I will focus on Ghana. In Ghana platforms that facilitate such multi-sectoral and multi-stakeholder engagements include the Cross Sectoral Planning Group (CSPG) which was birthed following Ghana’s commitment in 2011 to Scale Up Nutrition (SUN) interventions. The CSPG is coordinated by the National Development Planning Commission, a supra-ministerial agency that convenes working groups including government sectors (health and non-health sectors), UN agencies, development partners, academia, and civil society.  The plans of the CSPG are operationalized through other platforms including the National Nutrition Partners Coordination (NaNuPac), another multi-stakeholder platform that predates the CSPG. While NaNuPAC is focused on implementation and service delivery, the CSPG focuses on policy and strategic planning. 
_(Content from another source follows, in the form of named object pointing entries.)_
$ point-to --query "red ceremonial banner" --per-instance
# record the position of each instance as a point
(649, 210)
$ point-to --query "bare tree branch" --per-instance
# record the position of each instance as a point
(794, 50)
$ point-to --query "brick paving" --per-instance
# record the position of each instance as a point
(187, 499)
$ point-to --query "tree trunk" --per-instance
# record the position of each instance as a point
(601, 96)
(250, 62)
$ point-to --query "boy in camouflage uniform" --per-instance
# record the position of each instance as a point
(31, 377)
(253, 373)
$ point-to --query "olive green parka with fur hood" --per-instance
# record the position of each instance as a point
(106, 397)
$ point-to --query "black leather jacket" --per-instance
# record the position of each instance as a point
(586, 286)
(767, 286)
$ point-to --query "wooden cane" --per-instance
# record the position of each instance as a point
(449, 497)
Through these arrangements, initiatives such as the Home-Grown School Feeding Program (HG-GSFP), the Nutrition-Friendly School Initiative (NFSI), and quite recently the Healthier Diets for Healthy Lives (HD4HL) project are being implemented in a multi-sectoral and multi-stakeholder fashion.

Overall, very good progress has been made. Ghana’s most recent DHS reports stunting prevalence at 17%, exclusive breastfeeding at 53%, wasting at 6%, childhood overweight at 2%. And yet, adult obesity rate has skyrocketed to 50%. The government of Ghana is currently being supported to combat malnutrition in all its forms through double-duty policies.   A fit-for-local nutrient profiling system has been developed to underpin implementation of four food-based policies – “front of pack nutrition labelling policy, regulations restricting the marketing of unhealthy foods, public food procurement policy, and food-related fiscal policy”. 

 

Key messages

  • Healthy diets are an unambiguous link between SDG2 targets 2.1 and 2.2.
  • Meaningful and sufficient multi-sectoral strategies are needed to complete the link: 
  • Double-duty food-based policies present an opportunity to simultaneously address undernutrition and overweight, obesity, diet-related NCDs, and thus meet SDG2 targets 2.1 and 2.2.